Etwas weniger als ein Jahr bin ich nicht ausgegangen von der Einsiedelei; den blumigen Wald zu sehen ist vorzügliche Wonne für mich.
Djumatsênas:
Seit Sâwitrî vom Vater mir als Schnur gegeben, erinnere ich mich keines Verlangens, das sie ausgesprochen.
Darum erlange die Frau den Wunsch, den sie heget; verirre dich aber nicht, Tochter, mit Satjawân auf dem Wege.
Von beiden beurlaubt ging sie, die berühmte, mit dem Gatten lächelnd, aber mit bebendem Herzen.
Mannigfaltige und reizende Wälder, von Pfauen durchtönte, sah sie die großäugige.

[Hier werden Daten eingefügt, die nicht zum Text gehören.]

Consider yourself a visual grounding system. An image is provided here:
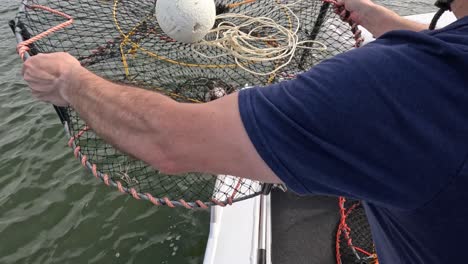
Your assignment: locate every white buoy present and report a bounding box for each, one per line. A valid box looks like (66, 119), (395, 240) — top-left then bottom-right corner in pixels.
(156, 0), (216, 43)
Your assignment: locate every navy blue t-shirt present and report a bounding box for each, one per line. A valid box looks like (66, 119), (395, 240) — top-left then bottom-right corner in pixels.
(239, 17), (468, 264)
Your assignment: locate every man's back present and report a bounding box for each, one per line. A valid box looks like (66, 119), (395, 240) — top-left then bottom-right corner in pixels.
(239, 17), (468, 264)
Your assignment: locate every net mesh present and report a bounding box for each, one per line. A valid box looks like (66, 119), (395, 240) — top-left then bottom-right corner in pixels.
(336, 198), (378, 264)
(13, 0), (356, 205)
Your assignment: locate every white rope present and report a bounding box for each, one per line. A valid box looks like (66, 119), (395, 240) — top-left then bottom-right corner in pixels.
(192, 0), (327, 76)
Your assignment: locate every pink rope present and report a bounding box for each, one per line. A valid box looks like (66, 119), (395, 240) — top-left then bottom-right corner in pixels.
(17, 5), (73, 60)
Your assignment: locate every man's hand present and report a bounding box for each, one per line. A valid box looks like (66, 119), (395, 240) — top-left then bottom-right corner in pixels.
(23, 52), (83, 106)
(338, 0), (375, 25)
(338, 0), (428, 38)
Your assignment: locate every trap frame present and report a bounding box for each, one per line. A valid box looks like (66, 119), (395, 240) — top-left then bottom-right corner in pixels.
(10, 0), (362, 208)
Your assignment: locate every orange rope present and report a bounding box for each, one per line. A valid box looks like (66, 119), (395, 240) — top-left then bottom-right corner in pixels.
(16, 5), (73, 60)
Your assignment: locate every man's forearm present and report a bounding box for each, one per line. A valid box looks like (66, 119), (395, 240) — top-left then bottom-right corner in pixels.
(64, 69), (177, 166)
(360, 4), (428, 37)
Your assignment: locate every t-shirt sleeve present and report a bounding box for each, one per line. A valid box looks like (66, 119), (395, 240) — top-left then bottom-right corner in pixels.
(239, 32), (466, 208)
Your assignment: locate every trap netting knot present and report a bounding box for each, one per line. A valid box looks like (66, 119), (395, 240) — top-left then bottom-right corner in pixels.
(11, 0), (362, 208)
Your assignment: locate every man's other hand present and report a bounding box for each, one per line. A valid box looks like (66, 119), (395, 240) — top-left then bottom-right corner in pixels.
(23, 52), (82, 106)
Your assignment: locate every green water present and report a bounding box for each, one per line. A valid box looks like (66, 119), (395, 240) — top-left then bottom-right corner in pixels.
(0, 0), (209, 264)
(0, 0), (434, 264)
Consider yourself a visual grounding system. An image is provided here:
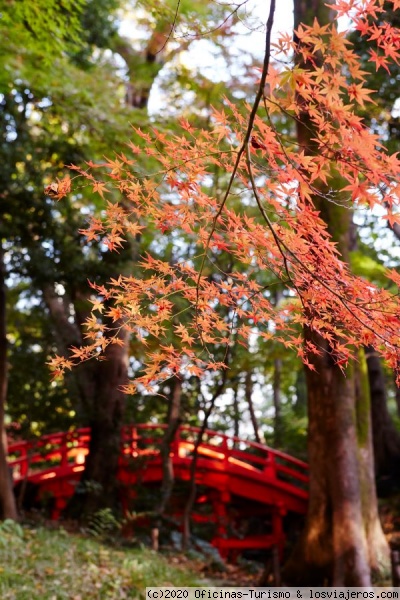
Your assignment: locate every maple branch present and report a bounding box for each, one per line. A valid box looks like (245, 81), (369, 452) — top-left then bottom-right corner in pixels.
(195, 0), (276, 339)
(156, 0), (181, 54)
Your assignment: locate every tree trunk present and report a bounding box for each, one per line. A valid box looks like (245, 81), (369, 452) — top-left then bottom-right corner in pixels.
(286, 0), (389, 587)
(272, 358), (283, 448)
(233, 381), (240, 437)
(365, 347), (400, 488)
(157, 377), (182, 516)
(355, 351), (390, 578)
(67, 327), (129, 520)
(244, 371), (261, 444)
(0, 240), (18, 519)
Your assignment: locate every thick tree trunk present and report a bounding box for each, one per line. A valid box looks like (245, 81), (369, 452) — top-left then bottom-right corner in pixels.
(365, 348), (400, 481)
(286, 0), (389, 586)
(0, 243), (18, 519)
(67, 328), (129, 520)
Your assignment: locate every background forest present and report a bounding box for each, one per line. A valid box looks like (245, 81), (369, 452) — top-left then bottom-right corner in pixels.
(0, 0), (400, 585)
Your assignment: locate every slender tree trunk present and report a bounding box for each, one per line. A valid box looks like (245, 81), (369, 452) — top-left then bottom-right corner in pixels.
(355, 351), (390, 577)
(182, 364), (228, 550)
(365, 347), (400, 478)
(286, 0), (389, 587)
(272, 358), (283, 448)
(0, 243), (18, 519)
(244, 371), (261, 444)
(233, 382), (240, 437)
(157, 377), (182, 516)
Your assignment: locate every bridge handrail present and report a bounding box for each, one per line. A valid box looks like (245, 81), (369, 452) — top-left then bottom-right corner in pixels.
(8, 423), (308, 487)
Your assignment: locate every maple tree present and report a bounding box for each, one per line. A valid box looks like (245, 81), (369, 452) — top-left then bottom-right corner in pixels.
(48, 0), (400, 585)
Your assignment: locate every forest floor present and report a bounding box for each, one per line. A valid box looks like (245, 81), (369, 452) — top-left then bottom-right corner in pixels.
(0, 495), (400, 600)
(0, 521), (258, 600)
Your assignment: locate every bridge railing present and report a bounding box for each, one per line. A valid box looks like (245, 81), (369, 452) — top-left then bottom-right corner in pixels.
(9, 423), (308, 489)
(8, 428), (90, 481)
(123, 423), (308, 489)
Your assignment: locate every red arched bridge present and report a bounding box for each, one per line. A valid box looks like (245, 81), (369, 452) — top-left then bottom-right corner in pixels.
(9, 424), (308, 555)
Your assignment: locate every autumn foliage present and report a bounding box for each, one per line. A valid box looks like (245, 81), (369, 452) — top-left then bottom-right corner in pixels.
(52, 0), (400, 391)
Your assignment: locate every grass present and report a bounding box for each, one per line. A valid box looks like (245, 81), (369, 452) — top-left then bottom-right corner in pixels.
(0, 521), (199, 600)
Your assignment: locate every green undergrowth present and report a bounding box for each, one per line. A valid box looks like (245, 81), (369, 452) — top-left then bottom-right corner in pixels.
(0, 521), (199, 600)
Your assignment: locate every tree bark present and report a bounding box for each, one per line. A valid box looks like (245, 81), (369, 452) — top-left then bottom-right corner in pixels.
(365, 347), (400, 478)
(0, 240), (18, 520)
(68, 327), (129, 519)
(157, 376), (182, 516)
(244, 371), (262, 444)
(272, 358), (283, 448)
(286, 0), (389, 587)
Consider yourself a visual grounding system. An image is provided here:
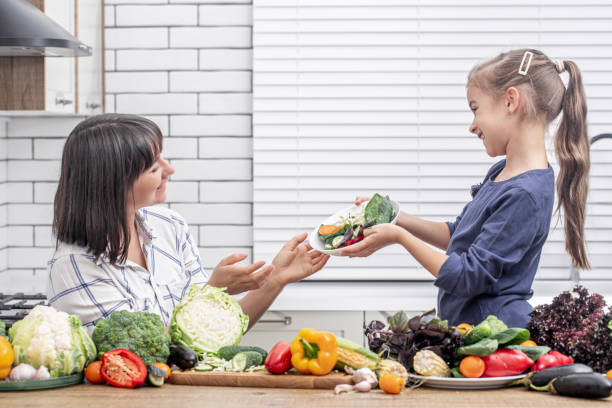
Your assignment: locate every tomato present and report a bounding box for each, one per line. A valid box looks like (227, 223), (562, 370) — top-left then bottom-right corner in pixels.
(378, 374), (406, 394)
(153, 363), (172, 382)
(319, 225), (342, 235)
(459, 356), (486, 378)
(85, 360), (105, 384)
(100, 349), (147, 388)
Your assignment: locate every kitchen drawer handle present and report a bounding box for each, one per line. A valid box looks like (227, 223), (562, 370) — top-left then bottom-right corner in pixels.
(257, 316), (291, 326)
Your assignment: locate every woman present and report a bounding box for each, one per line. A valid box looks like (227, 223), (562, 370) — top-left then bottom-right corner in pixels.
(48, 114), (329, 330)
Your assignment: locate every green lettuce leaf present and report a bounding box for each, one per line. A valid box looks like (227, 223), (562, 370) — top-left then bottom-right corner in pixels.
(170, 285), (249, 356)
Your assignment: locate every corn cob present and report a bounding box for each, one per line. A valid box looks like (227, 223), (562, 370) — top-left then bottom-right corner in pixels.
(336, 337), (380, 370)
(412, 350), (450, 377)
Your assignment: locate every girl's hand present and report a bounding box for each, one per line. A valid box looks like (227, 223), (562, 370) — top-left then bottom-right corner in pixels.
(342, 224), (402, 258)
(208, 254), (274, 295)
(355, 196), (372, 205)
(272, 233), (329, 286)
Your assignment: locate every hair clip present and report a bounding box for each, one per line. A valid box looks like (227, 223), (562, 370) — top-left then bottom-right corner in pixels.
(519, 51), (533, 75)
(553, 60), (565, 74)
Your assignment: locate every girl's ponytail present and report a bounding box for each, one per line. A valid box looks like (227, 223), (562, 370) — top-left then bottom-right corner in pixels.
(555, 61), (591, 269)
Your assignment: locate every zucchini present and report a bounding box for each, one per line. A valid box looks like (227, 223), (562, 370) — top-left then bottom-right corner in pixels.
(549, 373), (612, 398)
(217, 346), (268, 361)
(232, 351), (264, 371)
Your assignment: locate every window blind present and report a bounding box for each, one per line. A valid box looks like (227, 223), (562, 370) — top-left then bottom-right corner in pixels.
(253, 0), (612, 281)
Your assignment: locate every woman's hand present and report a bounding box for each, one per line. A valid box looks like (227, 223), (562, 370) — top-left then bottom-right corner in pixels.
(208, 254), (274, 295)
(342, 224), (404, 258)
(272, 233), (329, 286)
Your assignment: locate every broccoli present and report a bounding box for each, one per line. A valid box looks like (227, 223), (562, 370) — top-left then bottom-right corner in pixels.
(91, 310), (170, 365)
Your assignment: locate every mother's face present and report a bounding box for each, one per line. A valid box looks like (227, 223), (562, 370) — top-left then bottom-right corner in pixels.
(130, 155), (174, 211)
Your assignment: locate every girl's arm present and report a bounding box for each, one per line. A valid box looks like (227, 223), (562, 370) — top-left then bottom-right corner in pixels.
(397, 211), (450, 251)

Und klarflutige Flüsse und blühende sehr herrliche Bäume. Sieh!” sprach Satjawân mit süßer Rede zu Sâwitrî.
Sie aber sah auf den Gatten beständig, die tadellose, denn tot glaubte sie ihn zur Zeit, des Sehers Rede gedenkend.
Folgend dem Gatten ging sie die sanft gehende, wie zweifachen Herzens und gedenkend jener Zeit.